Sunday, February 21, 2010, 10:50 AM

Room 6D - San Diego Convention Center

Gene expression technologies have the potential of providing methods for monitoring long-term effects of contaminants and disease on free-ranging marine wildlife species. These methods may explain the mechanisms by which these stressors can affect an individual over a long period, and aid in the design of therapeutic and preventative strategies to treat and protect susceptible individuals and populations at risk from oil exposure. Using evidence from captive animals and recent captures, scientists are developing an understanding of gene expression as it relates to the immune system of the sea otter and other marine megafauna, and the potential effects of contaminants or disease.
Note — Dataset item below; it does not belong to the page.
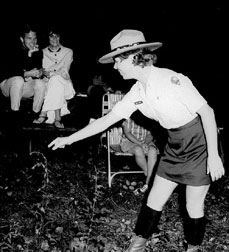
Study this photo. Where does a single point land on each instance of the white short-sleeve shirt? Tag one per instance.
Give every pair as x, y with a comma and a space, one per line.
169, 98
The Invisible Tax on Reef Building: Carbonate Loss Through Dissolution

Kimberley Yates

Sunday, February 21, 2010, 2:50 PM

Room 6D - San Diego Convention Center 

Coral reefs are vital to the long-term viability of coastal society, providing economic, recreational, and aesthetic value from which coastal communities thrive. Coral reef communities develop over thousands of years as calcifying organisms form skeletons that result in the 3-dimensional structure of reefs, and carbonate sediments as their skeletons degrade after death. Recent studies indicate that changes in seawater chemistry resulting from ocean acidification reduce calcification rates of marine organisms. Implications for carbonate sediment accumulation rates on reefs will be discussed.

 

Extended Satellite Crop Monitoring in Response to the Global Food Crisis

James Verdin

Sunday, February 21, 2010, 4:10 PM

Room 8 - San Diego Convention Center

The Famine Early Warning Systems Network is a decision support system sponsored by the Office of Food for Peace of the U.S. Agency for International Development. FEWS NET identifies the times and places where aid is required by the most food insecure populations of the developing world. During 2009 and 2010, USGS, NOAA, and NASA are establishing expedited procedures for processing of satellite data and model runs, and web delivery of results.  The components of this new system will be described, and progress to date reported. Examples from Central America, Africa, and Afghanistan will be reviewed and highlighted.

 

Science under the Sea: How Ocean Research is Helping Solve Societal Challenges

USGS Director Marcia McNutt

Sunday, February 21, 2010, 6:30 p.m. - 7:30 p.m.

Room 6AB - San Diego Convention Center

USGS explorations in marine science – from gas hydrates to ocean acidification to sea-level rise to undersea landslides – both anticipate and inform public policy in many fields of highest concern to society, whether on land or at sea: for example, energy, climate change, human health, and natural hazards.